As I was reading this book, I kept thinking that I probably used to be Tori at some point in my life, and I'm really glad I've stopped being Tori, because being Tori is no fun, and it's also no fun reading about being Tori, either. Tori doesn't care about anything. She lives in this monotonous fog of sadness. She goes to school. She hates everyone there. She doesn't talk to people. She goes home. She spends the rest of her time on the Internet, on her blog. She stays awake at night. She feels sad. She feels nothing.
So much of this book was just. That. That repetitive, dull rhythm of Tori's life. This whole book was shrouded in Tori's fog, and it made it incredibly hard to care about anything that was going on, because Tori acted like she didn't care. I know Tori. I know her because I was her, at some point. And to read about in a YA book, to have that boring, sad life laid bare on the page, is really, really strange. On the one hand, I feel like it's a good thing that this book is about how some teenagers, a lot of teenagers, feel sad and have their lives clouded by sadness at some point during their teenage years, and that's okay. It's okay to be sad. But on the other hand, it doesn't exactly make thrilling book material. I was bored but also, strangely, not bored. I just felt like I was being asked to relive 2006 to 2010 all over again, those years when I was Tori.
I wanted to hate Tori, but I couldn't. She was self-absorbed and unsympathetic, but that's very real and relatable. We can't deny that we're probably all like that sometimes.
Even when Tori finally started to care about things, I found it difficult to start with her. Nothing much happens, and the climax is oddly anti-climactic. I wasn't hugely into the whole Solitaire mystery and I guessed early on who was behind it all. I didn't care for Michael, Tori's new friend and something of a love interest. He's the bright light in what is otherwise a pretty depressing book, but he just didn't interest me. I did like some of the side characters, particularly Charlie, Tori's brother, and Becky, Tori's best friend. Becky, especially, was awesome in surprising ways, and Tori and Becky's crumbling friendship was one of the few things that really moved me in this book. And Charlie, well. Charlie's gay. He has a boyfriend, Nick. He also has an eating disorder and he self-harms. I liked all of that. I liked that he and Nick seemed so in love, but that doesn't solve any of Charlie's problems.

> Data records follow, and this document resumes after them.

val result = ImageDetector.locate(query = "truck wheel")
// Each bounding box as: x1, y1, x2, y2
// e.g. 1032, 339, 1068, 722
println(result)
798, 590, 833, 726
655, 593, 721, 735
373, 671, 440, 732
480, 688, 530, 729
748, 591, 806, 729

I found this book well-written – the prose was beautiful at times – and utterly authentic. It's really different to all the other YA contemporaries out there. But I just can't figure out how I really feel about it. For all the seemingly negative things I've said about it, I believe it's a good book. It's true to life and has important things to say, and I wonder how differently I would have felt about this book if I'd read it back when I was actually Tori Spring.